Saudi-Arabiens Fiasko
Saudi-Arabiens Kriegsherr Mohammed bin Salman aber steht nach fünf Jahren Krieg vor den Trümmern seines verheerenden Jemen-Abenteuers, das bisher mehr als 100.000 Menschen das Leben kostete, Unsummen verschlang und nach dem Urteil der Vereinten Nationen das „größte humanitäre Desaster der Gegenwart“ anrichtete. Alle Gesprächskontakte mit den Houthis verliefen bisher im Sande. Auf sein Angebot einer Feuerpause bis zum Ende des Ramadan bekam der Thronfolger nicht einmal eine Antwort.
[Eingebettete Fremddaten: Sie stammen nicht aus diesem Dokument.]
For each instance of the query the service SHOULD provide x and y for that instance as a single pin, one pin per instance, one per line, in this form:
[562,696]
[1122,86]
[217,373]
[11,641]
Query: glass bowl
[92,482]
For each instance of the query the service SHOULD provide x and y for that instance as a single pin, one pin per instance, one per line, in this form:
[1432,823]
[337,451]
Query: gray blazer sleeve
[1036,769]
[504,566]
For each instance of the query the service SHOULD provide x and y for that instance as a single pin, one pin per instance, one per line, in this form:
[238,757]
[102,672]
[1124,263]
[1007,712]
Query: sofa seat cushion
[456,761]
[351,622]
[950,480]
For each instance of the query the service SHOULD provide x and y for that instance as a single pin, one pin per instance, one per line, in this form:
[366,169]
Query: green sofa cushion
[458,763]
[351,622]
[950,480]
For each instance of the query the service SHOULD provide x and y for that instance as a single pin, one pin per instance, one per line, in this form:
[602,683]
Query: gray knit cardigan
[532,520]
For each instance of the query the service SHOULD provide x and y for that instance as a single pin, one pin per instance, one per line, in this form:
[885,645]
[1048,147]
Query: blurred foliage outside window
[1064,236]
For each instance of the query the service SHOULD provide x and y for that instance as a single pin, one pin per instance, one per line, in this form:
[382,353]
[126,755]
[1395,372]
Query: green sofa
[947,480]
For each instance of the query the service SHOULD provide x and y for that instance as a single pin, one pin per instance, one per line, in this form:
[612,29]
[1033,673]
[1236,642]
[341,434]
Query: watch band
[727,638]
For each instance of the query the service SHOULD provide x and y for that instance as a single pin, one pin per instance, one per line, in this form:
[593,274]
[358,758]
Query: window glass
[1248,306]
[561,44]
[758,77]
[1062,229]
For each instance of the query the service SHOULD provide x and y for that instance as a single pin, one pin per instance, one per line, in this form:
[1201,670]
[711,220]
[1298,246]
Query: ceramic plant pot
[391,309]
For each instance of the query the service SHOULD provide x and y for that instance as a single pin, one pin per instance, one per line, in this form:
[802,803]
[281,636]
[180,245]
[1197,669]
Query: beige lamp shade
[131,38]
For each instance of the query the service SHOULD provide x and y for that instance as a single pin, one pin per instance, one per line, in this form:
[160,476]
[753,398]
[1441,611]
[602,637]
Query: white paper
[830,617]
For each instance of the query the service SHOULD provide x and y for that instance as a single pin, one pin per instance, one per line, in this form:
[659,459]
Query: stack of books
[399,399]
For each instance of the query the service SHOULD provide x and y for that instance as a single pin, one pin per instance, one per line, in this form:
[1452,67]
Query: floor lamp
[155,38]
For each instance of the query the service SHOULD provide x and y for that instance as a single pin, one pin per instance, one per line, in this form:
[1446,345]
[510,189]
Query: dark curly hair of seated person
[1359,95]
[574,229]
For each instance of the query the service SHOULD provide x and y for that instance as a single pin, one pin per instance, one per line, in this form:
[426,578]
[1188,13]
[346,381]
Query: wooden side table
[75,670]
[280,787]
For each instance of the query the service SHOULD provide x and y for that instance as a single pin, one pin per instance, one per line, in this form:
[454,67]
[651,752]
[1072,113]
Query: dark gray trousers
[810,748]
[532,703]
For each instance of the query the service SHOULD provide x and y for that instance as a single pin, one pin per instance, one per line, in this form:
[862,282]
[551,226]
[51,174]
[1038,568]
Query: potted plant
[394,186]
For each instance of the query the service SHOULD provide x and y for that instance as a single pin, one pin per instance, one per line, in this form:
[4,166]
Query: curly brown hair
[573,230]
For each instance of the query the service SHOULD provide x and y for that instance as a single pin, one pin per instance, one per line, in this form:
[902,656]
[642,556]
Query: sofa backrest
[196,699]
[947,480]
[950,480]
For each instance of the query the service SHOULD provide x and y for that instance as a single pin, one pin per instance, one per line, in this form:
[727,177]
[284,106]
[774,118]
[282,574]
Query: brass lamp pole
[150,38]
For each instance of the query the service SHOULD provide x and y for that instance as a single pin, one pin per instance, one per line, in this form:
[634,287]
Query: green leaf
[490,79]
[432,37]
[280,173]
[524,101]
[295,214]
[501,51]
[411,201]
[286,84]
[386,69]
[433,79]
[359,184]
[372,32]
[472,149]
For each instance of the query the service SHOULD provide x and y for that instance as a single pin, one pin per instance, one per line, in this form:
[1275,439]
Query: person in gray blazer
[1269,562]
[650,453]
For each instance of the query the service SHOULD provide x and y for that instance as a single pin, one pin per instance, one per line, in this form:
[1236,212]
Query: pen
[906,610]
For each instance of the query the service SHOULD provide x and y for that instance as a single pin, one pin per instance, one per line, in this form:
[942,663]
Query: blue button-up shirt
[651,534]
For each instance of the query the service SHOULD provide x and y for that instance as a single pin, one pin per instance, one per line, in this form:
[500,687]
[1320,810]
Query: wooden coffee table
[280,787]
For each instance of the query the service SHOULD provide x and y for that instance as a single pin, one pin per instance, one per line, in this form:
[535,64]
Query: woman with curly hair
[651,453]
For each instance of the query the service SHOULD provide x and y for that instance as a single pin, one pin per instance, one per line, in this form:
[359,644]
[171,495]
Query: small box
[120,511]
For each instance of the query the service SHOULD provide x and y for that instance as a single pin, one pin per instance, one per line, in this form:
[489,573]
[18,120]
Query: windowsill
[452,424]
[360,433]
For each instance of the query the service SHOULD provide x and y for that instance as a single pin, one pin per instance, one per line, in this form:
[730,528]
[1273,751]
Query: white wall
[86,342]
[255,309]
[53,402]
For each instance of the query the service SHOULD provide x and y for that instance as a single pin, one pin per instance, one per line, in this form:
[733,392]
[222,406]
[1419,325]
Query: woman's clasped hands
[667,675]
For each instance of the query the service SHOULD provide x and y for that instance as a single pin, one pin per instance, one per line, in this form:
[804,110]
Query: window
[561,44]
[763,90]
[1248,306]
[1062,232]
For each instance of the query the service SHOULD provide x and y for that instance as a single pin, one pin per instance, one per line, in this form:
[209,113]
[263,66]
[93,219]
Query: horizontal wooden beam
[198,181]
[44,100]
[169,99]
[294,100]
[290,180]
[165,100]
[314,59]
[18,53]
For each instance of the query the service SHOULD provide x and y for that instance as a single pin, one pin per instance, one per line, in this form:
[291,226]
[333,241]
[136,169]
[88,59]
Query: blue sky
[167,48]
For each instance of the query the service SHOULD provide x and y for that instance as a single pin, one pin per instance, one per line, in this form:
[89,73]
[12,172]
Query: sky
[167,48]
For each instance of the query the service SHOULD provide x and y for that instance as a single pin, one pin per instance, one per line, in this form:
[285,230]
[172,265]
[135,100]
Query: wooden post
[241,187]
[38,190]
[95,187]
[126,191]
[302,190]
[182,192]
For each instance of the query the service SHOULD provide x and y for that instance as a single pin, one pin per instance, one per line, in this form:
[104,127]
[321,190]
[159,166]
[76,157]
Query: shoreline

Der von Riad protegierte 74-jährige Präsident Abed Rabbo Mansour Hadi ringt nach einem Herzinfarkt in einer saudischen Klinik mit dem Tod.
Separatisten rufen Autonomie aus
Währenddessen forderte Saudi-Arabien alle Mitglieder der jemenitischen Exilregierung auf, das Königreich zu verlassen. Sämtliche Unterhaltszahlungen würden Ende Mai eingestellt, hieß es in der Mitteilung – ein erstes indirektes Eingeständnis, dass die gesamte Kriegsexpedition gescheitert ist. Denn auch die Anti-Houthi-Koalition zerfleischt sich inzwischen in Kämpfen zwischen den Resten der Hadi-Armee und dem Südlichen Übergangsrat (STC), der Ende April den Südjemen für unabhängig erklärte. In den letzten Tagen tobte die Schlacht um das 60 Kilometer von Aden entfernte Zinjibar, Hauptstadt der Provinz Abyan, aus der Präsident Hadi stammt. Doch der Ansturm seiner Regierungstruppen gegen die STC-Rebellen scheiterte, mindestens 14 Kämpfer starben.